TEXTO TÉCNICO PARA INTERPRETAÇÃO 14 –
APRENDIZAGEM DA ORTOGRAFIA NO PERÍODO DE ALFABETIZAÇÃO
Ensinar alguém a ler e a escrever envolve defrontar-se com os problemas de alfabetização ligados ao ensino-aprendizagem da ortografia. Lembramos que estes problemas independem do método que o professor utiliza. Podem ocorrer com qualquer método, pois são relativos à própria natureza da escrita.
A aprendizagem da língua escrita se inicia e tem por condição, a aprendizagem das letras. Antes de mais nada, a criança precisa entender que os sons podem ser representados por letras. Esta aprendizagem não é fácil, pois as relações entre os sons e as letras não são sempre diretas. Há algumas relações mais simples e outras mais complexas. Por isso, o professor que alfabetiza deve estar bem preparado tecnicamente, isto é, deve dominar o conhecimento básico do sistema fonético/fonológico e de escrita utilizado em nossa língua, o português. De nada vai adiantar o professor saber os métodos de alfabetização, se ele não domina o conhecimento do sistema fonético/fonológico da nossa língua. Seu trabalho de alfabetizar poderá ser incompleto ou de difícil compreensão por parte da criança. Não é à toa que encontramos tantas crianças e até adolescente e adultos mal alfabetizados. Não aprenderam a ler e a escrever direito por causa do professor mal preparado para realizar esse trabalho.
A aprendizagem da ortografia deve se processar por etapas sucessivas, do mais simples para o mais complexo. Aprender a utilizar corretamente as letras é uma tarefa penosa. Para alcançar o domínio completo da ortografia, a criança terá que passar por diversas etapas à medida que aumenta seu contato com a língua escrita.
1a. etapa
Assim que entrar em contato com a língua escrita, o aluno deverá descobrir que os sons que ele fala podem ser representados por letras. Este é o período básico da escrita. Nesta etapa, o aluno acha que a língua escrita é uma reprodução fiel da fala. Tende, portanto, a escrever exatamente como fala.

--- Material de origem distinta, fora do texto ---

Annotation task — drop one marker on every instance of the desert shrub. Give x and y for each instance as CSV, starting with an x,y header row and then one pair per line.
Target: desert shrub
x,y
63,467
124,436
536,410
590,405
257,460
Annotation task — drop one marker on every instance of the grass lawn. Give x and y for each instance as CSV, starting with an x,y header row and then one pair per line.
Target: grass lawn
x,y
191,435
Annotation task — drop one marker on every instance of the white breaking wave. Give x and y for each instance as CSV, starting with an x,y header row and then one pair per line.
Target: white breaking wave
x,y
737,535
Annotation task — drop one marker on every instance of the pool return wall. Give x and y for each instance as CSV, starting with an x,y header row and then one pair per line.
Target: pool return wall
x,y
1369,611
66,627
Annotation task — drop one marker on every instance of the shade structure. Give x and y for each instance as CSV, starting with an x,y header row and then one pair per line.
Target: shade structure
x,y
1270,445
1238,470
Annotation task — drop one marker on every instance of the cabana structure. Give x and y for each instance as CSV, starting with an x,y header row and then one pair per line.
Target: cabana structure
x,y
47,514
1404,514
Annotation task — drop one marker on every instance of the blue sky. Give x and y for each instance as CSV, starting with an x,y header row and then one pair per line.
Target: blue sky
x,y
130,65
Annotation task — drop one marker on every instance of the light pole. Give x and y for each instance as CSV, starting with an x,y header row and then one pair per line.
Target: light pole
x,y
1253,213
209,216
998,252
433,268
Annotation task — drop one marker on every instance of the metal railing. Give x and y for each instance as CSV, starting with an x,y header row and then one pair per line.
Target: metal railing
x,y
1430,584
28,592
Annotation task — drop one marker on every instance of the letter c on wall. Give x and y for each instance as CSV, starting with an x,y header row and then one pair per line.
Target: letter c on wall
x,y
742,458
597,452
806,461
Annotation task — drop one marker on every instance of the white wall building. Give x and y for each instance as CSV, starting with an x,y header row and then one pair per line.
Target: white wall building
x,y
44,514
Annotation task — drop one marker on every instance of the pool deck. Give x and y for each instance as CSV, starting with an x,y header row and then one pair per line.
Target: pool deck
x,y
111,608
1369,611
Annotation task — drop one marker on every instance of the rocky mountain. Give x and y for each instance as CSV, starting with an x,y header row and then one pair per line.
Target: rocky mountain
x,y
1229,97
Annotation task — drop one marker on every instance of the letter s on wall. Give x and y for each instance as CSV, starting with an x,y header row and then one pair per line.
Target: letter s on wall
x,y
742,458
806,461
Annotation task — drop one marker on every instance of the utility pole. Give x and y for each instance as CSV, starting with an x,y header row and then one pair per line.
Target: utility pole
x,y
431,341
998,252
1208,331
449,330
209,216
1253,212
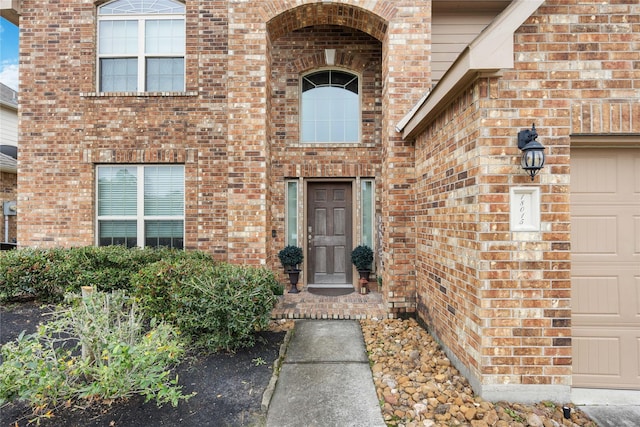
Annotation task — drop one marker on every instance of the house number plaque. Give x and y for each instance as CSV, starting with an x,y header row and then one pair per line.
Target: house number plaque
x,y
525,209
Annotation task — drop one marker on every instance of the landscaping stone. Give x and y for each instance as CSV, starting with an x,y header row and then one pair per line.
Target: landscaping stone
x,y
420,387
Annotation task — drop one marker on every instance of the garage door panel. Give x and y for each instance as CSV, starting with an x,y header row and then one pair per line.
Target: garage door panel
x,y
605,295
595,234
636,236
592,175
603,357
605,246
598,296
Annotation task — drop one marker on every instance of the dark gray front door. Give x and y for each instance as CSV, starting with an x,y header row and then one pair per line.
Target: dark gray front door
x,y
329,232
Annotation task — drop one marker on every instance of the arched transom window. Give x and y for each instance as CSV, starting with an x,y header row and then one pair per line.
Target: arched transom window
x,y
141,45
330,107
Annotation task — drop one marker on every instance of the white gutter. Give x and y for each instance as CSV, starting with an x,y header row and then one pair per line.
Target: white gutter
x,y
10,10
8,164
491,51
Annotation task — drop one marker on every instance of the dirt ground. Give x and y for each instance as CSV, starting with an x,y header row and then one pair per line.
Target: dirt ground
x,y
229,387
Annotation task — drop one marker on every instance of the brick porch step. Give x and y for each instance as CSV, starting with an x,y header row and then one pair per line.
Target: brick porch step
x,y
305,305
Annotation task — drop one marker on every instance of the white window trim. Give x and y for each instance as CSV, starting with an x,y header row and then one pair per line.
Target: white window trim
x,y
140,216
141,56
341,144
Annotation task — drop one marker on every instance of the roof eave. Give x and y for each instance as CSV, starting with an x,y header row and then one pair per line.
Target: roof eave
x,y
490,52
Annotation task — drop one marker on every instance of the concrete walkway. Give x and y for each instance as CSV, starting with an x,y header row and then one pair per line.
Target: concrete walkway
x,y
325,379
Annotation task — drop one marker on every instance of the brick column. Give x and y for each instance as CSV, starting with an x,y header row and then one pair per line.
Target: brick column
x,y
406,72
247,135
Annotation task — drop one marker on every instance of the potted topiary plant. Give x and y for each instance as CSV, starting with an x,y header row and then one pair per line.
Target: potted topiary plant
x,y
362,258
290,257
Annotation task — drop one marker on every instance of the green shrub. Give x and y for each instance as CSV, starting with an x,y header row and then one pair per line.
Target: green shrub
x,y
224,308
45,369
47,274
30,273
157,285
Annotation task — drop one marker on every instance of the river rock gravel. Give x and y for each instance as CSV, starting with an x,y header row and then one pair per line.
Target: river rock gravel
x,y
418,386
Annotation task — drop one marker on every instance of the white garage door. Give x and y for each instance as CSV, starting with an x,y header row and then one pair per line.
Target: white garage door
x,y
605,230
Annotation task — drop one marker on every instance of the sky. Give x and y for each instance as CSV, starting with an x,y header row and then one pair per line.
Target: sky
x,y
8,54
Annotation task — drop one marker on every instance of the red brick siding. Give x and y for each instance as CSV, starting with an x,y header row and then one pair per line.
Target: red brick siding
x,y
500,300
7,194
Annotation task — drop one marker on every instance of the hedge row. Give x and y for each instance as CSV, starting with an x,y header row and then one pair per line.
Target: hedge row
x,y
47,274
216,305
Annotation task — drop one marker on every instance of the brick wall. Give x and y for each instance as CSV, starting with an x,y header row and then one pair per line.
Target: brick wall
x,y
7,194
500,300
234,128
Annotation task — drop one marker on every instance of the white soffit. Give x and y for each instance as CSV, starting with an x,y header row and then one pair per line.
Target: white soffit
x,y
491,51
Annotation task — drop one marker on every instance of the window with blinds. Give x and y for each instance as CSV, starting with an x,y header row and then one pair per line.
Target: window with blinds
x,y
141,46
141,205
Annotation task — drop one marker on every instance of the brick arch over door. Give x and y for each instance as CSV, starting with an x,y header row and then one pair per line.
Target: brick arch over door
x,y
342,59
287,17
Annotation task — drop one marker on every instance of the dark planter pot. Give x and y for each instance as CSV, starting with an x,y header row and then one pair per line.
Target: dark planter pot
x,y
294,276
364,274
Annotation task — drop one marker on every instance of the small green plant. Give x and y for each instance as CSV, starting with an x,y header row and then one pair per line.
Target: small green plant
x,y
514,415
290,257
96,348
362,257
258,361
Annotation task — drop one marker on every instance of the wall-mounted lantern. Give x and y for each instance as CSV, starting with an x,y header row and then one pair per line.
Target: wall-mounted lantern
x,y
532,151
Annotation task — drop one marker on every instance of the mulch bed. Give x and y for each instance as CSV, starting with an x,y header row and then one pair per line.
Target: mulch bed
x,y
229,387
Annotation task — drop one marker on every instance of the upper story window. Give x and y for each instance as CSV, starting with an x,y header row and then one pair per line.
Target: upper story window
x,y
330,107
141,45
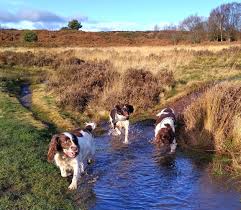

Nesta 1a. etapa, a criança já entendeu que as letras são símbolos que representam sons. Concebe, porém, a escrita como uma representação fonética.
Uma vez que a tendência da criança é achar que se escreve como se fala, o professor deve começar o seu trabalho, nesta 1a. etapa apenas com os casos mais simples da ortografia.
Os casos mais simples da ortografia são aqueles em que um fonema ou som é sempre representado pela mesma letra. Por exemplo: o fonema “bê” é representado pela letra b e esta letra sempre representará o fonema “bê”.
Outros exemplos de relação simples: /pê/ ——- p /tê/ ——— t /dê/ ——- d /fê/ ——- f /vê/ —– v
Apresentando em primeiro lugar apenas as letras que estão sempre relacionadas com o mesmo fonema, o alfabetizador estará agindo de acordo com a ideia que a criança faz acerca da ortografia.
2a. etapa
É claro que não podemos deixar a criança acreditar, por muito tempo, que cada letra representa um fonema e cada fonema é representado sempre por uma única e mesma letra.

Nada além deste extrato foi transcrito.